The postage stamps issued in the 1870s and 1880s are collectively known as the "Bank Notes" because they were produced by the National Bank Note Company, the Continental Bank Note Company, then the American Bank Note Company. After the 1869 fiasco with pictorial stamp issues, the new Postmaster-General decided to base a series of stamps on the "heads, in profile, of distinguished deceased Americans" using "marble busts of acknowledged excellence" as models. George Washington was returned to the normal-letter-rate stamp: he had played that role in the issues of 1851 and 1861 and would continue to do so in every subsequent definitive set until the Presidential Series of 1938. But the large banknotes did not represent a total retreat to past practices, for the range of celebrated Americans was widened beyond Franklin and various presidents to include notables such as Henry Clay and Oliver Hazard Perry. Moreover, while images of statesmen had provided the only pictorial content of pre-1869 issues, the large banknotes did not entirely exclude other representative images. Two denominations of the series accompanied their portraits with iconographic images appropriate to the statesmen they honored: rifles, a cannon and cannonballs appeared in the bottom corners of the 24-cent issue devoted to General Winfield Scott, while the 90-cent stamp framed Admiral Oliver Perry within a nautically hitched oval of rope and included anchors in the bottom corners of its design. National first printed these, then in 1873 Continental received the contract—and the plates that National used. Continental added secret marks to the plates of the lower values, distinguishing them from the previous issues. The American Bank Note Company acquired Continental in 1879 and took over the contract, printing similar designs on softer papers and with some color changes. Major redesigning, however, came only in 1890, when the American Bank Note Company issued a new series in which stamp-size was reduced by about 10% (the so-called "Small Bank Notes").

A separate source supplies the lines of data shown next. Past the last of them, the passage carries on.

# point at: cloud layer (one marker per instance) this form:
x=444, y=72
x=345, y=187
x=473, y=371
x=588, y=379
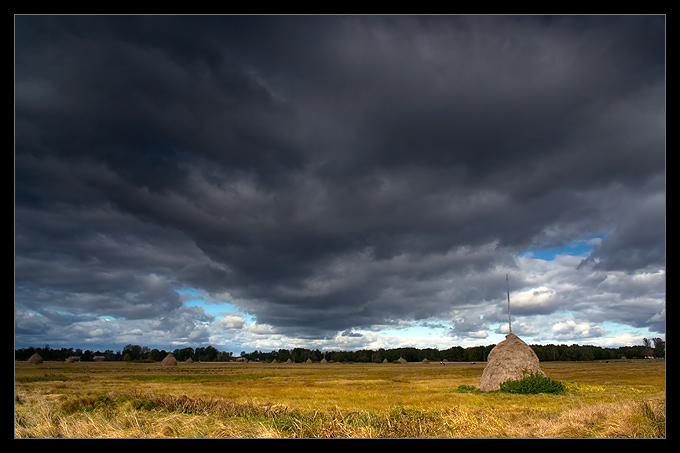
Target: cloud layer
x=321, y=174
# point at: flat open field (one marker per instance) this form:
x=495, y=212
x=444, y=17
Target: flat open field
x=118, y=399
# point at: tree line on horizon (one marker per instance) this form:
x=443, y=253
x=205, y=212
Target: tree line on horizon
x=546, y=353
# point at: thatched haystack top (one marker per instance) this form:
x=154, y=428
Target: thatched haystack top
x=510, y=359
x=169, y=360
x=35, y=359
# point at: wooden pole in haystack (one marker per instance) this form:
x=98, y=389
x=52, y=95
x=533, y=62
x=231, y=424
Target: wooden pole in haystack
x=507, y=282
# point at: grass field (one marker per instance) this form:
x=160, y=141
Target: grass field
x=118, y=399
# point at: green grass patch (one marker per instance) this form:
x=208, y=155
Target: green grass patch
x=180, y=378
x=533, y=384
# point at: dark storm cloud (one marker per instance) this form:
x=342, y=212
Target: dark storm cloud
x=327, y=172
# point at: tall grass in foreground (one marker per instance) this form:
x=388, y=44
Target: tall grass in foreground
x=139, y=414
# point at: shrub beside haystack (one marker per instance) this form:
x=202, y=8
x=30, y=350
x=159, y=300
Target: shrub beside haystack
x=169, y=360
x=511, y=359
x=35, y=359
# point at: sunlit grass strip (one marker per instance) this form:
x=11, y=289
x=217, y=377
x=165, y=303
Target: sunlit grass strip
x=136, y=414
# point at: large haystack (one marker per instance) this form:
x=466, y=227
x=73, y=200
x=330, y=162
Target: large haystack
x=169, y=360
x=35, y=359
x=510, y=359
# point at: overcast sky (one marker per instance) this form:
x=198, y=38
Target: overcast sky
x=338, y=182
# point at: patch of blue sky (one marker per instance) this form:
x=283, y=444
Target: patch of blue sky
x=579, y=247
x=195, y=298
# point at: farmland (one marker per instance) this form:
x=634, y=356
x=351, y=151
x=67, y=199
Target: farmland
x=119, y=399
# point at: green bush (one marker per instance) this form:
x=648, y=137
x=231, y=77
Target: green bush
x=532, y=384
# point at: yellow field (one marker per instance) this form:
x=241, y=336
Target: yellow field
x=118, y=399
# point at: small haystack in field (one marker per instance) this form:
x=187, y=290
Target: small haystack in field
x=35, y=359
x=510, y=359
x=169, y=360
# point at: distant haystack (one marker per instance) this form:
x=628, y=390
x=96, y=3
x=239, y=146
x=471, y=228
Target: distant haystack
x=508, y=360
x=169, y=360
x=35, y=359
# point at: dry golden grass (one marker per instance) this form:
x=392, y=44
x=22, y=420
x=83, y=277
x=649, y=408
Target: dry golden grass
x=616, y=399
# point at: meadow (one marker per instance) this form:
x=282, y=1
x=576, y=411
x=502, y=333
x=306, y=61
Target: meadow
x=615, y=399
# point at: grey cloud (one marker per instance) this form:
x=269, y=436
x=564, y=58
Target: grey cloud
x=329, y=172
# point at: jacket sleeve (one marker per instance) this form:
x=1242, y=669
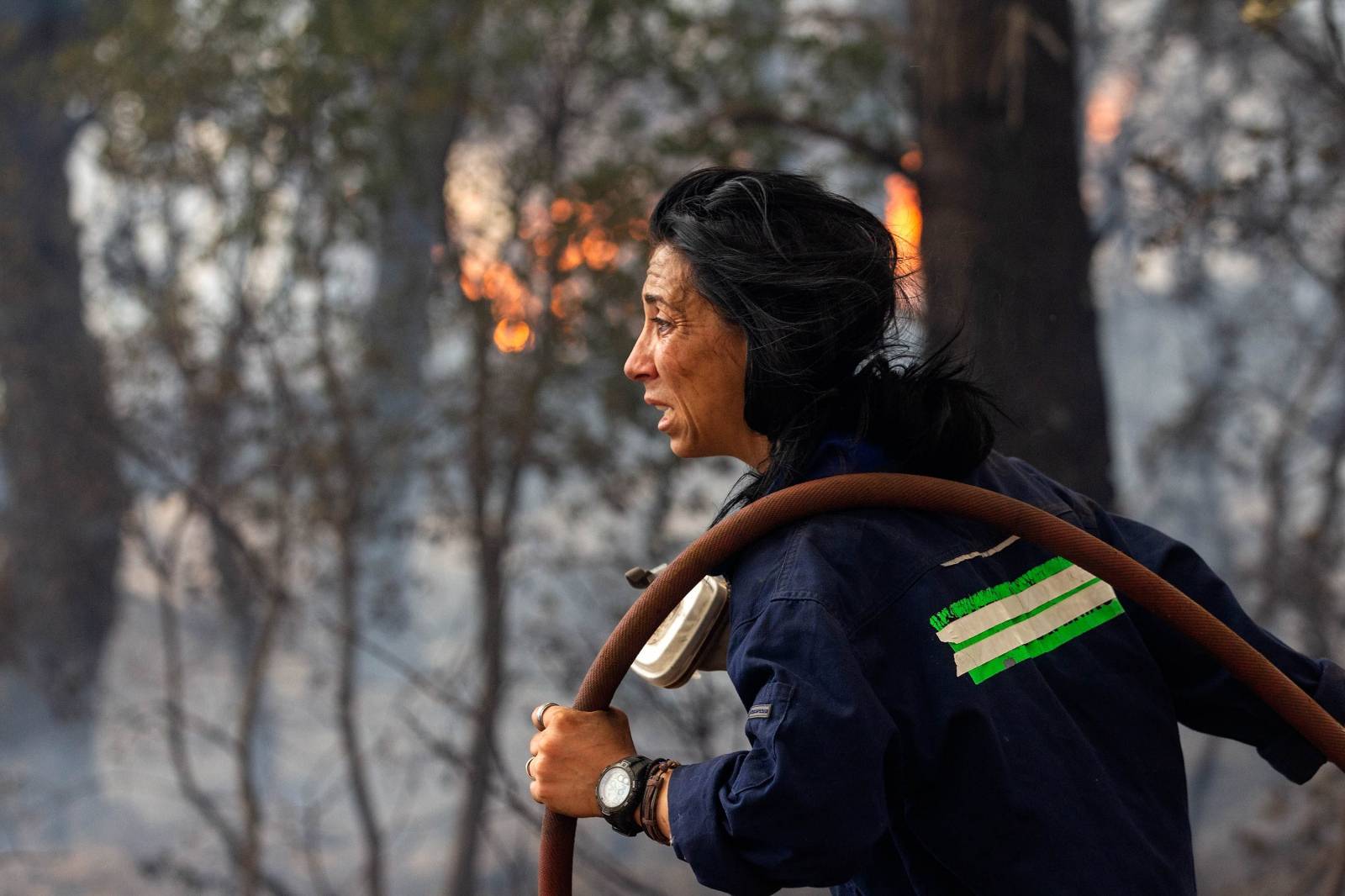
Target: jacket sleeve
x=809, y=801
x=1207, y=697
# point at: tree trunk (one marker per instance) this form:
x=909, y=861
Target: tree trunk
x=1006, y=245
x=64, y=494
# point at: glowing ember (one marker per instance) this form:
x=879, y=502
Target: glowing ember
x=905, y=219
x=599, y=252
x=1107, y=108
x=513, y=335
x=572, y=257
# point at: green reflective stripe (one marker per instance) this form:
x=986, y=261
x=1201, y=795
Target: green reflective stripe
x=1032, y=629
x=966, y=629
x=1032, y=613
x=986, y=596
x=1048, y=642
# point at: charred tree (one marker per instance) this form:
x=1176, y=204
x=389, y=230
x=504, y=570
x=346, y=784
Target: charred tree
x=1006, y=245
x=64, y=495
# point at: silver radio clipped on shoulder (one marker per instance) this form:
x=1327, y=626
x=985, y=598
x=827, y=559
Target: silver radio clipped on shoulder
x=693, y=638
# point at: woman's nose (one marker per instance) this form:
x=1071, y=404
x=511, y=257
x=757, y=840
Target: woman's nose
x=639, y=363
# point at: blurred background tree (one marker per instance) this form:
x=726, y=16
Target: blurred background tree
x=363, y=276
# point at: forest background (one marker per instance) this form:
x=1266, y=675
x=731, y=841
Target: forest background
x=318, y=468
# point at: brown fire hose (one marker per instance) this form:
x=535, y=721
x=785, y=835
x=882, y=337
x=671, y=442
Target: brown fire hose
x=938, y=495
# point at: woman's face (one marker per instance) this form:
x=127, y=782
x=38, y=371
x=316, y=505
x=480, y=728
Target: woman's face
x=692, y=363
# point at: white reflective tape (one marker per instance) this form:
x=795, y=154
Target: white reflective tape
x=981, y=553
x=1006, y=609
x=1033, y=627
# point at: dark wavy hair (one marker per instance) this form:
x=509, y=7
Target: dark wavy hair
x=811, y=279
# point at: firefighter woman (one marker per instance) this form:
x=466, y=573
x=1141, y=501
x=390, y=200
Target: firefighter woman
x=932, y=707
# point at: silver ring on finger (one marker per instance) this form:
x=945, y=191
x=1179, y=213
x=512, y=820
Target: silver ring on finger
x=540, y=712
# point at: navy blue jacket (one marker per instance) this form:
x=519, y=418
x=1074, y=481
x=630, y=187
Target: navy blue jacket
x=936, y=708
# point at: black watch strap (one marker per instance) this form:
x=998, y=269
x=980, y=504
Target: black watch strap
x=622, y=818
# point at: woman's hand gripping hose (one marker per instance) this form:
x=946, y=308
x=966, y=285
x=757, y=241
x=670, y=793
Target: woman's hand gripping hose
x=938, y=495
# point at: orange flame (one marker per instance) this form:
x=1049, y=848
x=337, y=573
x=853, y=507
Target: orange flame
x=513, y=335
x=1107, y=108
x=541, y=228
x=599, y=252
x=905, y=219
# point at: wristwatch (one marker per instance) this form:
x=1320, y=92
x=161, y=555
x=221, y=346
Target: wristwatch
x=619, y=791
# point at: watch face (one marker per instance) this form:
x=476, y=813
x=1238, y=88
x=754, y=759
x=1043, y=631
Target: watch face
x=615, y=788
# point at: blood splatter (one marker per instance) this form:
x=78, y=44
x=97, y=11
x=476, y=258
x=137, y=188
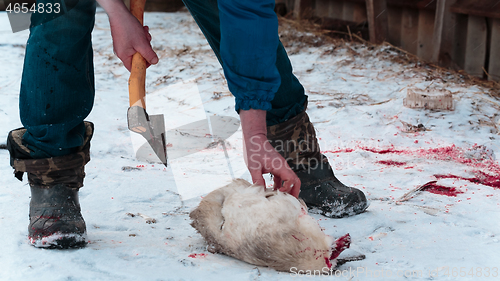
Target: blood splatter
x=447, y=153
x=481, y=178
x=442, y=190
x=202, y=255
x=391, y=163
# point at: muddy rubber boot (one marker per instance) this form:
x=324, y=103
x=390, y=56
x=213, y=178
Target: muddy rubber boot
x=295, y=139
x=55, y=216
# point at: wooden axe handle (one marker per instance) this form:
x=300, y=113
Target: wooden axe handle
x=137, y=80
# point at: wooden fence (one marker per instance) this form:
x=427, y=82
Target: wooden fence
x=463, y=34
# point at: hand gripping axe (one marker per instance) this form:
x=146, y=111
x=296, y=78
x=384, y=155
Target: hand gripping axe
x=151, y=127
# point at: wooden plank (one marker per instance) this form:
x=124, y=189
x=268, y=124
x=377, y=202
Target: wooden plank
x=409, y=30
x=163, y=5
x=359, y=13
x=412, y=4
x=348, y=11
x=438, y=29
x=302, y=8
x=444, y=31
x=494, y=63
x=483, y=8
x=460, y=41
x=394, y=21
x=377, y=20
x=425, y=30
x=475, y=49
x=322, y=8
x=335, y=10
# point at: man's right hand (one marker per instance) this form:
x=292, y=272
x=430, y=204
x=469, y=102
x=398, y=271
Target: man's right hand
x=129, y=36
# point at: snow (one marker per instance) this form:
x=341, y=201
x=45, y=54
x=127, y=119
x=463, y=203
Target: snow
x=356, y=102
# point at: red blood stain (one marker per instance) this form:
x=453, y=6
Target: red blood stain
x=481, y=178
x=340, y=245
x=328, y=263
x=442, y=190
x=391, y=163
x=202, y=255
x=447, y=153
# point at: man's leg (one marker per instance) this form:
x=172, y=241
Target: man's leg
x=289, y=128
x=57, y=93
x=289, y=99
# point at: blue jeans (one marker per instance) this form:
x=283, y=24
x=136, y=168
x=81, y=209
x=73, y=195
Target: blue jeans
x=57, y=86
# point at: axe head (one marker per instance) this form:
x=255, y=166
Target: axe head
x=151, y=127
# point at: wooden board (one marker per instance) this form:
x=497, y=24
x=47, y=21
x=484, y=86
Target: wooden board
x=348, y=11
x=483, y=8
x=163, y=5
x=322, y=8
x=359, y=13
x=394, y=21
x=475, y=49
x=302, y=8
x=413, y=4
x=377, y=20
x=335, y=9
x=494, y=62
x=409, y=30
x=460, y=41
x=444, y=31
x=425, y=32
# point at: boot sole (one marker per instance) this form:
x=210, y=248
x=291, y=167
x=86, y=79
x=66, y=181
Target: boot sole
x=59, y=241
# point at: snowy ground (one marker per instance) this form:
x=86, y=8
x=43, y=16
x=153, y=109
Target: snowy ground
x=449, y=231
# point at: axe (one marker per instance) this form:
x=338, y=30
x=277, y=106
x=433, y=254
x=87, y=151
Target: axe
x=151, y=127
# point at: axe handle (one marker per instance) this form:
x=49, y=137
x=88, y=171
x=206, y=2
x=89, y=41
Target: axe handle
x=137, y=80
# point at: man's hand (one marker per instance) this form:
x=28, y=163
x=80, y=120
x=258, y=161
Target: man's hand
x=261, y=157
x=129, y=36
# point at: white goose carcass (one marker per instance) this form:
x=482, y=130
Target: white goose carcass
x=265, y=228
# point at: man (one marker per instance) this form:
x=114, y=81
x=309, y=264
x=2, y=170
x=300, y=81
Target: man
x=57, y=93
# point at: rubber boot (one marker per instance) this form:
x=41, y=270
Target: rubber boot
x=295, y=139
x=55, y=216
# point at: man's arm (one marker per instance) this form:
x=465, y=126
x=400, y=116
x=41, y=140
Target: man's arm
x=261, y=157
x=129, y=36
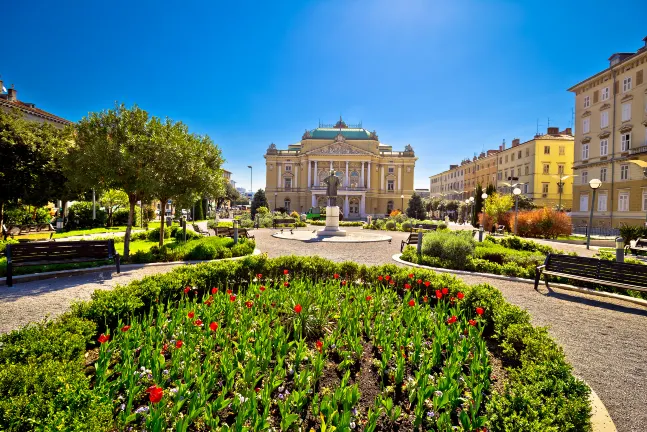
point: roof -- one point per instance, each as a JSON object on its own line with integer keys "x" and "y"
{"x": 28, "y": 108}
{"x": 330, "y": 133}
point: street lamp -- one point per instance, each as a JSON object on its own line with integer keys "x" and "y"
{"x": 516, "y": 192}
{"x": 595, "y": 185}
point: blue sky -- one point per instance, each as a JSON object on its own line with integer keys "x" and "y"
{"x": 450, "y": 78}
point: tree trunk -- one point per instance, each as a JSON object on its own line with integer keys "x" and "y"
{"x": 132, "y": 200}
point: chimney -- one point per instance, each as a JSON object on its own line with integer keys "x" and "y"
{"x": 12, "y": 94}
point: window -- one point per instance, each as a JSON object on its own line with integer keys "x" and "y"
{"x": 626, "y": 111}
{"x": 604, "y": 119}
{"x": 604, "y": 147}
{"x": 605, "y": 93}
{"x": 602, "y": 201}
{"x": 624, "y": 172}
{"x": 584, "y": 202}
{"x": 623, "y": 201}
{"x": 625, "y": 142}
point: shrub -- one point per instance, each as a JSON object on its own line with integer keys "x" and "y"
{"x": 453, "y": 247}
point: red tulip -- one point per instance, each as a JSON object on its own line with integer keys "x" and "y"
{"x": 155, "y": 393}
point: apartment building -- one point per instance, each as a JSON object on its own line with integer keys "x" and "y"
{"x": 541, "y": 167}
{"x": 611, "y": 114}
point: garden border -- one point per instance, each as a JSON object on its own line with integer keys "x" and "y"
{"x": 641, "y": 302}
{"x": 124, "y": 267}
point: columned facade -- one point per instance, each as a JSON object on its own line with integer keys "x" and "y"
{"x": 373, "y": 176}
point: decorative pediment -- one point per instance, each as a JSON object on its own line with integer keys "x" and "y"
{"x": 338, "y": 148}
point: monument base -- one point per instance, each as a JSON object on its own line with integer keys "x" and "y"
{"x": 332, "y": 223}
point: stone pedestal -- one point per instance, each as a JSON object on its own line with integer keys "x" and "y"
{"x": 332, "y": 223}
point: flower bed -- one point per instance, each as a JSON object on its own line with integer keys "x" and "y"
{"x": 290, "y": 343}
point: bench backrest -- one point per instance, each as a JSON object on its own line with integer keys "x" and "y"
{"x": 611, "y": 271}
{"x": 61, "y": 251}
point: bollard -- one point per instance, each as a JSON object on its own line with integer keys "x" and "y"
{"x": 620, "y": 249}
{"x": 419, "y": 245}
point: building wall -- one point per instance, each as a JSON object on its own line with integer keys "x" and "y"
{"x": 602, "y": 122}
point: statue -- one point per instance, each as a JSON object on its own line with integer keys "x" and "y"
{"x": 332, "y": 181}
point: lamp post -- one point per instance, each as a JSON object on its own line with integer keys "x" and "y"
{"x": 595, "y": 185}
{"x": 516, "y": 192}
{"x": 251, "y": 184}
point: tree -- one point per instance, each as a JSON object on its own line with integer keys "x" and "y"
{"x": 114, "y": 149}
{"x": 496, "y": 205}
{"x": 415, "y": 208}
{"x": 259, "y": 200}
{"x": 31, "y": 156}
{"x": 113, "y": 200}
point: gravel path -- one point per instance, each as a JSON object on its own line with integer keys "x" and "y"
{"x": 605, "y": 340}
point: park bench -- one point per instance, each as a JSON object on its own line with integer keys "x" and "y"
{"x": 638, "y": 246}
{"x": 593, "y": 270}
{"x": 197, "y": 229}
{"x": 43, "y": 253}
{"x": 283, "y": 221}
{"x": 412, "y": 239}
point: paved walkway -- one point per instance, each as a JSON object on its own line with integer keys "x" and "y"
{"x": 605, "y": 340}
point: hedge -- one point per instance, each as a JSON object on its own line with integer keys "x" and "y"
{"x": 43, "y": 384}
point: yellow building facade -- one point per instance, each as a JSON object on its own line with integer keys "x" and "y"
{"x": 375, "y": 179}
{"x": 538, "y": 166}
{"x": 611, "y": 114}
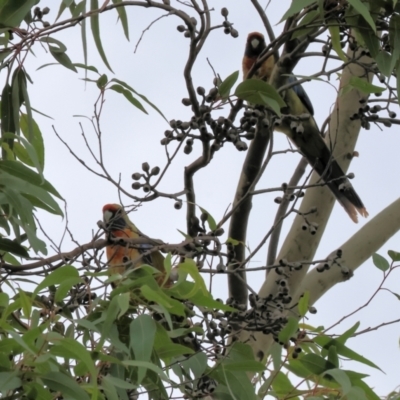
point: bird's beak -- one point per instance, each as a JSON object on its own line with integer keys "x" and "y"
{"x": 107, "y": 215}
{"x": 254, "y": 43}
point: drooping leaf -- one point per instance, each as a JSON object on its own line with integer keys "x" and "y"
{"x": 10, "y": 246}
{"x": 12, "y": 12}
{"x": 123, "y": 18}
{"x": 56, "y": 277}
{"x": 256, "y": 91}
{"x": 143, "y": 97}
{"x": 360, "y": 7}
{"x": 380, "y": 262}
{"x": 128, "y": 95}
{"x": 295, "y": 7}
{"x": 95, "y": 26}
{"x": 59, "y": 382}
{"x": 36, "y": 140}
{"x": 224, "y": 88}
{"x": 303, "y": 303}
{"x": 19, "y": 170}
{"x": 289, "y": 330}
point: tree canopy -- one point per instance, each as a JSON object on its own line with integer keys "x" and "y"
{"x": 185, "y": 317}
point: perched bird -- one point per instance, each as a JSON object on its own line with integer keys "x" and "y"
{"x": 123, "y": 256}
{"x": 306, "y": 136}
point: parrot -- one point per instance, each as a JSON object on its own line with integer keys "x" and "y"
{"x": 119, "y": 256}
{"x": 309, "y": 142}
{"x": 118, "y": 225}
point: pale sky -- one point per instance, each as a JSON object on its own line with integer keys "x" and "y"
{"x": 131, "y": 137}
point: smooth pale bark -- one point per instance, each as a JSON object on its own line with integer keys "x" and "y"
{"x": 300, "y": 245}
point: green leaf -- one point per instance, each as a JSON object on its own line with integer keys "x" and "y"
{"x": 142, "y": 332}
{"x": 95, "y": 26}
{"x": 384, "y": 61}
{"x": 224, "y": 88}
{"x": 25, "y": 96}
{"x": 347, "y": 334}
{"x": 56, "y": 277}
{"x": 364, "y": 86}
{"x": 63, "y": 59}
{"x": 19, "y": 170}
{"x": 10, "y": 246}
{"x": 87, "y": 67}
{"x": 343, "y": 350}
{"x": 55, "y": 45}
{"x": 341, "y": 378}
{"x": 365, "y": 35}
{"x": 7, "y": 115}
{"x": 128, "y": 95}
{"x": 356, "y": 393}
{"x": 79, "y": 9}
{"x": 148, "y": 365}
{"x": 335, "y": 35}
{"x": 380, "y": 262}
{"x": 64, "y": 384}
{"x": 312, "y": 17}
{"x": 65, "y": 287}
{"x": 303, "y": 303}
{"x": 189, "y": 267}
{"x": 17, "y": 99}
{"x": 276, "y": 354}
{"x": 12, "y": 12}
{"x": 123, "y": 303}
{"x": 125, "y": 85}
{"x": 257, "y": 91}
{"x": 332, "y": 356}
{"x": 26, "y": 303}
{"x": 30, "y": 152}
{"x": 248, "y": 366}
{"x": 197, "y": 363}
{"x": 102, "y": 81}
{"x": 394, "y": 255}
{"x": 36, "y": 136}
{"x": 69, "y": 348}
{"x": 159, "y": 297}
{"x": 24, "y": 187}
{"x": 360, "y": 7}
{"x": 295, "y": 7}
{"x": 289, "y": 330}
{"x": 4, "y": 54}
{"x": 316, "y": 364}
{"x": 281, "y": 384}
{"x": 238, "y": 384}
{"x": 122, "y": 16}
{"x": 210, "y": 220}
{"x": 9, "y": 381}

In 1873, the Post Office began producing a pre-stamped post card. One side was printed with a Liberty-head one-cent stamp design, along with the words "United States Postal Card" and three blank lines provided for the mailing address. Six years later, it introduced a series of seven Postage Due stamps in denominations ranging from 1¢ to 50¢, all printed in the same brownish-red color and conforming to the same uniform and highly utilitarian design, with their denominations rendered in numerals much larger than those found on definitive stamps. The design remained unchanged until 1894, and only four different postage-due designs have appeared to date.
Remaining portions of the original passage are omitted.